Earth's orbit around the Sun is nearly circular. The period is 1 yr \(=365.25\) d. (a) In an elapsed time of 1 d what is Earth's angular displacement? (b) What is the change in Earth's velocity, \(\Delta \overrightarrow{\mathbf{v}} ?\) (c) What is Earth's average acceleration during 1 d? (d) Compare your answer for (c) to the magnitude of Earth's instantaneous radial acceleration. Explain.

To find the angular displacement (\(\Delta \theta\)) in one day, we'll first find the angular speed (\(\omega\)) of Earth around the Sun. Since Earth completes one full revolution (360 degrees or \(2\pi\) radians) in one year, we can compute the angular speed as: \(\omega = \frac{2\pi \text{ radians}}{365.25 \text{ days}}.\) Now, we can calculate the angular displacement in one day by multiplying the angular speed by the elapsed time: \(\Delta \theta = \omega \times 1 \text{ day} = \frac{2\pi \text{ radians}}{365.25 \text{ days}} \times 1 \text{ day}.\)

Earth's orbit is nearly circular, so we can use the formula of the radial acceleration to calculate the change in Earth's velocity (\(\Delta \overrightarrow{\mathbf{v}}\)): \(\Delta \overrightarrow{\mathbf{v}} = a_r \times t.\) Here, \(a_r\) is the radial acceleration, and \(t\) is the time elapsed (1 day). To find \(a_r\), recall that for a circular motion, \(a_r = \frac{v^2}{r}\). In our case, \(v\) is Earth's orbital speed, and \(r\) is the distance from the Sun to the Earth. The orbital speed can be calculated by dividing the total path length (the circumference of the Earth's orbit) by the time it takes to complete one revolution (the period): \(v = \frac{2\pi r}{\text{period}}.\) Now, we can plug this expression into the \(a_r\) formula and find the change in Earth's velocity: \(\Delta \overrightarrow{\mathbf{v}} = a_r \times t = \frac{v^2}{r} \times t = \frac{(2\pi r / \text{period})^2}{r} \times t.\)

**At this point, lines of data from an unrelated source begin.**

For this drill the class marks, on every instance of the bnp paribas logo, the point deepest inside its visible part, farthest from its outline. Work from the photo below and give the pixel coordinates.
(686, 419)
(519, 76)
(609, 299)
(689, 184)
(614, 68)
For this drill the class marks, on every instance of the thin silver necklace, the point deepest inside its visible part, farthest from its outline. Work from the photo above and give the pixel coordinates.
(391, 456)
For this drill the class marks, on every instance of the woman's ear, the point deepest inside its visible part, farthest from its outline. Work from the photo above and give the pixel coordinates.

The average acceleration (\(\overline{a}\)) during 1 day can be calculated as the change in velocity divided by the time elapsed: \(\overline{a} = \frac{\Delta \overrightarrow{\mathbf{v}}}{t}.\) Using the expression we found for the change in Earth's velocity in Step 2, we have: \(\overline{a} = \frac{\frac{(2\pi r / \text{period})^2}{r} \times t}{t}.\)

We will now compare the previously calculated average acceleration to the magnitude of Earth's instantaneous radial acceleration (\(a_r\)). Recall that: \(a_r = \frac{v^2}{r}.\) By looking at this expression and the expression for the average acceleration, we can see that they are equal: \(\overline{a} = \frac{(2\pi r / \text{period})^2}{r} = a_r = \frac{v^2}{r}.\) This means that the average acceleration during 1 day is equal to the magnitude of Earth's instantaneous radial acceleration. This result is expected since Earth's orbit is nearly circular, which means that its velocity is almost constant, resulting in the average acceleration being the same as the radial acceleration at any given instant.